Among mutual funds, I particularly like the Vanguard All-in-One Funds. They are available in various risk-tolerances or for specific goals (for example, saving for college, retirement in X years) and they automatically rebalance so whether the market is up or down, the fund's investments always match your risk-tolerance. And Vanguard All-in-One funds are indeed cheap to own--less than 1/5 of 1 percent per year. That's 1/7 of what Vanguard's competitors charge. (Of course it's possible to lose money in all mutual funds and stocks but at least the cost of investing through Vanguard is low.)

Those All-in-One Funds invest mainly in U.S-domiciled large companies but because those companies are very involved worldwide, an investment in those companies actually is an international one. Because I believe this is China's century, I have also invested in the iShares China Large Cap exchange-traded fund, which is a market basket of 26 leading China companies, the equivalent of our Dow Jones Industrial Average. It is the most heavily traded China ETF so the bid/ask spread is much smaller than for the other China ETFs. As a result, I get a better price.

I also periodically buy shares in a couple of individual stocks. My philosophy is to choose a "category killer," the best in its category and where it would be very tough for another company to displace it. So I own shares in Amazon and Toyota. I buy them at the CapitalOne/Sharebuilder brokerage where trades are just $6.95. I bid an amount slightly above the bottom of the current half-hour's trading range.

I am pretty-much a buy-and-hold investor. Because I'm buying marketbaskets and blue-chip stocks, not volatile high-flyers, I feel okay about holding those stocks for years. I'm willing to bet, for example, that companies like Amazon and Toyota, which have a big edge over their competitors and attract some of the best and brightest employees, will do well in the long run. I believe that if companies like that do poorly, most companies will. Of course, I could be wrong but not worrying about stock prices' weekly ups and downs certainly lowers the stress of investing.I do look at my stocks' price but unless there's a dramatic drop, for example, greater than 25 percent, I'm inclined to sit tight.
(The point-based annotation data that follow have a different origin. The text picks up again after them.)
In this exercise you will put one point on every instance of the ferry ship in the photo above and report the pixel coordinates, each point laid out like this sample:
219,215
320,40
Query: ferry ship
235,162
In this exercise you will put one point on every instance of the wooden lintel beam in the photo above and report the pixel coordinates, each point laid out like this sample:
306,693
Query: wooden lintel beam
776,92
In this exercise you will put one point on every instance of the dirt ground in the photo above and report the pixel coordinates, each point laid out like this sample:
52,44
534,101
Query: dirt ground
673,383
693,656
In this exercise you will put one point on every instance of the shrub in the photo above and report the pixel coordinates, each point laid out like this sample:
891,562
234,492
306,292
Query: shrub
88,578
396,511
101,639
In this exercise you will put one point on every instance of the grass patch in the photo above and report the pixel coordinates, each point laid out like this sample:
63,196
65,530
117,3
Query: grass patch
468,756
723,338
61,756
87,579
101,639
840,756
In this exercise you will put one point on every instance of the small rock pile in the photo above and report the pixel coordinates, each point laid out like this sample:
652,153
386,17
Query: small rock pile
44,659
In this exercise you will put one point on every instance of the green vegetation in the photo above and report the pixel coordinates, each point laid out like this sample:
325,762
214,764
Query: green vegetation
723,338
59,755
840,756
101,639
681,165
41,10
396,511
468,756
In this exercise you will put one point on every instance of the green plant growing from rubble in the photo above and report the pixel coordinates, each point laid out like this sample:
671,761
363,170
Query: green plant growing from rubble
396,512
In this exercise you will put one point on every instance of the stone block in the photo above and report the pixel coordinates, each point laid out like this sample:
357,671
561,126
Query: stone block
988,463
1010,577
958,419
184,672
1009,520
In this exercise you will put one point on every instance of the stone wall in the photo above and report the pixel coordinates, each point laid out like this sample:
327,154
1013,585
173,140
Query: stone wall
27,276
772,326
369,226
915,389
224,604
I also have a theory, which I have not actually implemented: to short fashion stocks that are fading or faded. For example, on January 22, 2014, I sent a friend a list of stocks I'd short: Abercrombie (ANF), Aeropostale (ARO), American Apparel (AAP), Bebe (BEBE), and Lululemon (LULU). I also added Twitter (TWTR) that day. I also wrote him that if Underarmour (UA)  or Facebook (FB) dropped below their 50-day average, I'd short them. I haven't calculated but if I had actually shorted them, I estimate I would have made more than 10% in just the two weeks since then. 

Disclosure: I own the above mutual funds and stocks (not the shorts) but no entity has paid me to endorse any investment.